O novo paradigma mundial exige ações contundentes. Para tanto, deve-se agir. A capacidade de desenvolvimento do Brasil é grande e há condições de prosperidade que não devem mais ser desperdiçadas. Para isso, é necessário pensar sistematicamente no futuro e antecipar problemas, em substituição à miopia atual. Há um horizonte promissor, que deve ser usufruído.
Numa economia que deve crescer 2% ao ano, haverá empresas expandindo-se a 20% e outras deixando de operar. Esperar apenas pelas ações de Brasília é arriscar a ficar a ver navios. Cada setor tem que determinar a política que deseja, focando no longo prazo; o de açúcar e álcool deve propor como manter a vantagem competitiva que tem. É uma questão de tempo, apenas para que os combustíveis fósseis voltem a patamares de preços mais altos.

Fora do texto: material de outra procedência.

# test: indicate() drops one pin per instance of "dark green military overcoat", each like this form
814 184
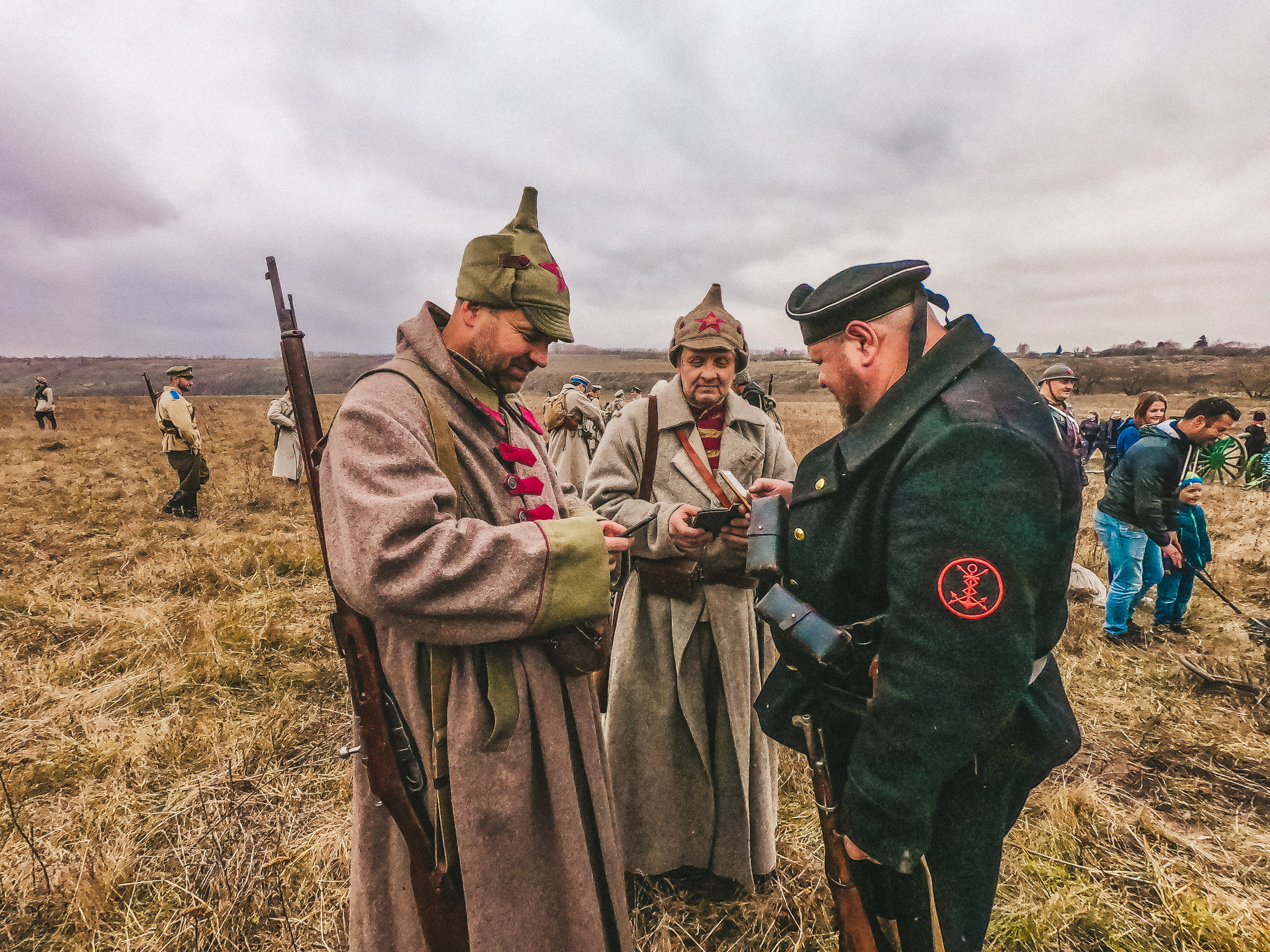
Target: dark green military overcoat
948 516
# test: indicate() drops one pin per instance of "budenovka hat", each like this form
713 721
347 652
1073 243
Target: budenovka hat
1059 371
709 327
863 294
515 271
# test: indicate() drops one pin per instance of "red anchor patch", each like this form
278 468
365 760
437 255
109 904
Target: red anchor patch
970 588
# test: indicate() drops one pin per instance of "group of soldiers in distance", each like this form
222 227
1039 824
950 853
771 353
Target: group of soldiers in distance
933 536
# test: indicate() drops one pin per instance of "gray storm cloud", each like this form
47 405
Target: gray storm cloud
1075 173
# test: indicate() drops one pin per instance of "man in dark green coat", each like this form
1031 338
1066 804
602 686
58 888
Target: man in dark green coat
940 524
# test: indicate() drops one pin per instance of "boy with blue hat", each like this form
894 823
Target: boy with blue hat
1173 593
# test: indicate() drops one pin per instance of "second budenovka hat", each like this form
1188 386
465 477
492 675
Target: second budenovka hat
709 327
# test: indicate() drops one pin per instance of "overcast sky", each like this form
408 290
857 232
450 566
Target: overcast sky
1075 173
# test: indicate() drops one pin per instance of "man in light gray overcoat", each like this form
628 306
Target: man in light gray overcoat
694 775
287 455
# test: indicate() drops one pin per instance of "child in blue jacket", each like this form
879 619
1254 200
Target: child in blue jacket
1173 593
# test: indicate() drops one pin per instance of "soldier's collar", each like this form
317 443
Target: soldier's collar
963 345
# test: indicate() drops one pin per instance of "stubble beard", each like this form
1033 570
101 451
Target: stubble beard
497 366
851 404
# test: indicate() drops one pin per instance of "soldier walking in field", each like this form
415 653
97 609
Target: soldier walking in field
1057 386
614 408
940 527
287 455
574 425
477 564
694 775
45 407
182 442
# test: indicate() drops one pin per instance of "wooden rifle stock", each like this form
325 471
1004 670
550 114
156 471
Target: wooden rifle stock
855 935
388 749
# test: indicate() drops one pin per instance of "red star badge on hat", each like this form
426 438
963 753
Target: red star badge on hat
556 270
708 323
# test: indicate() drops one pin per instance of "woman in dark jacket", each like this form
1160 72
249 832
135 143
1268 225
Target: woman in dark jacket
1152 408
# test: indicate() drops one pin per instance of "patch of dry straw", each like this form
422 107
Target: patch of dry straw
171 703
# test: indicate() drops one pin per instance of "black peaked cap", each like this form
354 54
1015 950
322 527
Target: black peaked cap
859 294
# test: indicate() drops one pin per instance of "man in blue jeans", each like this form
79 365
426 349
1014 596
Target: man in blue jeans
1137 521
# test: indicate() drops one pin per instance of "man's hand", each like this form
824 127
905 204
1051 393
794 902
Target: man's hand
687 540
773 488
735 535
615 546
1173 553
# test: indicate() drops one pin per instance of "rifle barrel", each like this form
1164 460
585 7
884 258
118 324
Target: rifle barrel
855 935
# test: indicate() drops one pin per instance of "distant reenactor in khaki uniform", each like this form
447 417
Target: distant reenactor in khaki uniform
288 461
45 403
182 442
575 426
614 408
752 394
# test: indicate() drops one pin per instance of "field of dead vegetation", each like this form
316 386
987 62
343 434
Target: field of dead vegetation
171 705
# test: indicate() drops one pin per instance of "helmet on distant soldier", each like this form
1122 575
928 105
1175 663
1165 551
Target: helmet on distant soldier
1059 371
515 271
709 327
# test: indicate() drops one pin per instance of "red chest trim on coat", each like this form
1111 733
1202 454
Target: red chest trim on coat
494 414
531 419
523 485
539 513
516 455
970 588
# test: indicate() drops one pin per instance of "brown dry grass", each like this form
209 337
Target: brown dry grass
169 706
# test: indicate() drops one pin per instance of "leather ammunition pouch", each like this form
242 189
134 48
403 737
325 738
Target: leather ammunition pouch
579 649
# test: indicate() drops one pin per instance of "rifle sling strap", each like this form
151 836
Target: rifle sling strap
704 471
651 439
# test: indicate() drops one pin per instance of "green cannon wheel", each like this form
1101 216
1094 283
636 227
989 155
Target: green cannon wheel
1223 461
1255 474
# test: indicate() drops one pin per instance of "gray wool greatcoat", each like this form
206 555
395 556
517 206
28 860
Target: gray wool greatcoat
536 831
673 805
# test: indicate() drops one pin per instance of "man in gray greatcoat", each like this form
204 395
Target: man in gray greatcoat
694 775
533 815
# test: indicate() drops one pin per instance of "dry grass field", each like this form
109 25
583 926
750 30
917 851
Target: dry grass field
171 705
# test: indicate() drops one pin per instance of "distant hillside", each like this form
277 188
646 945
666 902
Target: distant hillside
1178 372
215 376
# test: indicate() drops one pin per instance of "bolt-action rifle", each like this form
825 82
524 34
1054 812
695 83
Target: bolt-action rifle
807 641
388 749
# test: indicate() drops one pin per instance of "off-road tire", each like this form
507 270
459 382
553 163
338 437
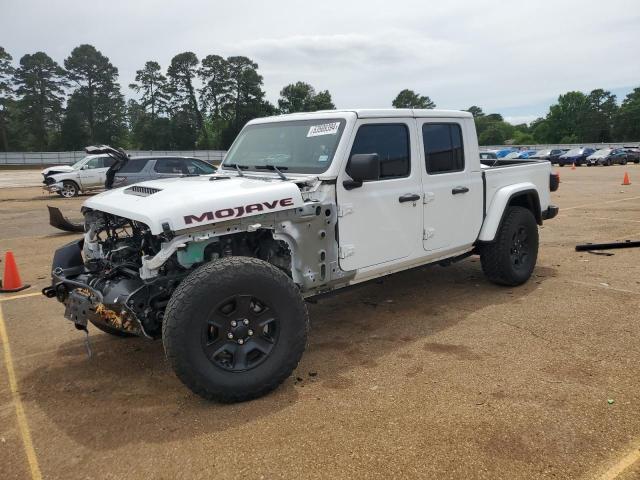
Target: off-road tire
193 303
112 331
497 257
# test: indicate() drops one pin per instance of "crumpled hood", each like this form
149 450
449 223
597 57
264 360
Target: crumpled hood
193 201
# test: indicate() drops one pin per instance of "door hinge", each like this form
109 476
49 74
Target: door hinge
346 251
345 209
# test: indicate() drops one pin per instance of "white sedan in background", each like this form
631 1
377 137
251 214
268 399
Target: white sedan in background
84 175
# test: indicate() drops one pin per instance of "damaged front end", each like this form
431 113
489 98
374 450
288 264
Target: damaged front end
98 277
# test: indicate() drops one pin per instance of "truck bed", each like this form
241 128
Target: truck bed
500 173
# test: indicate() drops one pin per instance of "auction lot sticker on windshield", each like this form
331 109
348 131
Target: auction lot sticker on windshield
324 129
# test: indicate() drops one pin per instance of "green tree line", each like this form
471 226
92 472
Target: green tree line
577 117
192 104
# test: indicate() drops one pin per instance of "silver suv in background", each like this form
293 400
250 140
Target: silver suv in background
139 169
84 175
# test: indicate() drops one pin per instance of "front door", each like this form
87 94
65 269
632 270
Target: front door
381 220
453 191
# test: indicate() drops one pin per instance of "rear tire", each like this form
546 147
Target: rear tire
511 257
235 329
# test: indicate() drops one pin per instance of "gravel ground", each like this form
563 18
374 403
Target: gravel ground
431 373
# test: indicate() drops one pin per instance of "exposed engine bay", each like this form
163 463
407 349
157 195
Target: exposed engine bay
100 278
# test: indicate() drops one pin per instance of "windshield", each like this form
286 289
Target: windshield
302 146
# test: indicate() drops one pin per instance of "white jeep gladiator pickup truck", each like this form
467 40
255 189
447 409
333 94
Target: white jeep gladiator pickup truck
219 265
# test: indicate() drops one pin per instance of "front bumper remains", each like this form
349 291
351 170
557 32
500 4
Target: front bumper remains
88 298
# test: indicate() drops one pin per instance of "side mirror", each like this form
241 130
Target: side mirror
362 167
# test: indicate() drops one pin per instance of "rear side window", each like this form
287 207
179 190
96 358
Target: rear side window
443 150
390 142
133 166
175 166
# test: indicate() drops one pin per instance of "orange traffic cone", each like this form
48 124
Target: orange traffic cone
11 281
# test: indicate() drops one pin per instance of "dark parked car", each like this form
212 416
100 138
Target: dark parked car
555 154
140 169
633 154
488 156
607 156
577 156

Mesmo com a crise internacional, ainda há liquidez, taxas de juros internacionais baixas e demanda por energia, o mercado interno é o décimo do mundo, o ambiente dos negócios é sofisticado, o sistema financeiro é moderno e as empresas são inovadoras. Complementando, a agricultura brasileira é competitiva e há mão-de-obra e recursos naturais. É uma oportunidade histórica. Pode-se esperar e aceitar o que está por vir, ou fazer acontecer.